Mamoutou N'Diaye

Personal information
- Date of birth: 15 March 1990 (age 36)
- Place of birth: Bamako, Mali
- Height: 1.85 m (6 ft 1 in)
- Position: Defensive midfielder

Youth career
- 2000–2008: Jeanne d'Arc

Senior career*
- Years: Team / Apps / (Gls)
- 2008: Jeanne d'Arc
- 2008–2013: Gent / 33 / (3)
- 2010–2011: → Mons (loan) / 31 / (1)
- 2013–2015: Zulte Waregem / 37 / (2)
- 2015–2018: Royal Antwerp / 43 / (1)
- 2018: Ohod / 9 / (1)
- 2019–2020: Dinamo București / 18 / (1)
- 2021: Marino / 13 / (0)
- 2021–2023: Westerlo / 2 / (0)

International career^{‡}
- 2014–2017: Mali / 16 / (0)

= Mamoutou N'Diaye =

Malian footballer

Mamoutou N'Diaye (born 15 March 1990) is a Malian professional footballer who plays as a defensive midfielder.

==Career==
N'Diaye is a central midfielder, who also plays as central defender.
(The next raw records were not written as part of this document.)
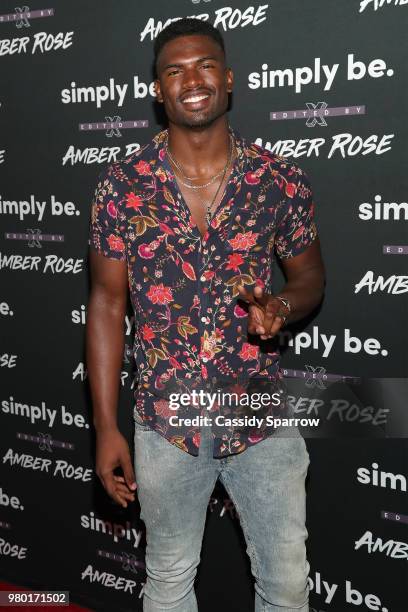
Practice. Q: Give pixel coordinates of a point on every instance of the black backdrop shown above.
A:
(63, 68)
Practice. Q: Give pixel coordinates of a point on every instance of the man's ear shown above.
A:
(157, 89)
(230, 80)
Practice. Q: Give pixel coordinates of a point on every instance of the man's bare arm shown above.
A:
(104, 355)
(305, 281)
(304, 289)
(105, 335)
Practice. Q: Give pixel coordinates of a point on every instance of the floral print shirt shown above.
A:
(190, 326)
He persuaded Gent in the testing period he passed in Ghent in the winter break of the season 2008–09. He played his first minutes in the Belgian 1st Division on April 18, 2010, against Zulte-Waregem. He was the substitute of Christophe Lepoint. RSC Anderlecht was also interested in N'Diaye, but he chose KAA Gent because he would have too many competitors in Anderlecht, and also because his agent is a good friend of the manager of KAA Gent, Michel Louwagie. In the season 2010–2011, Mamoutou has been lent for one year to RAEC Mons.

In January 2019, he joined Romanian club Dinamo București. He scored his first goal for Dinamo on 22 April 2019, in a game against FC Botoșani. He was released by Dinamo in August 2020.

On 2 August 2021, he returned to Belgium and signed a two-year contract with Westerlo.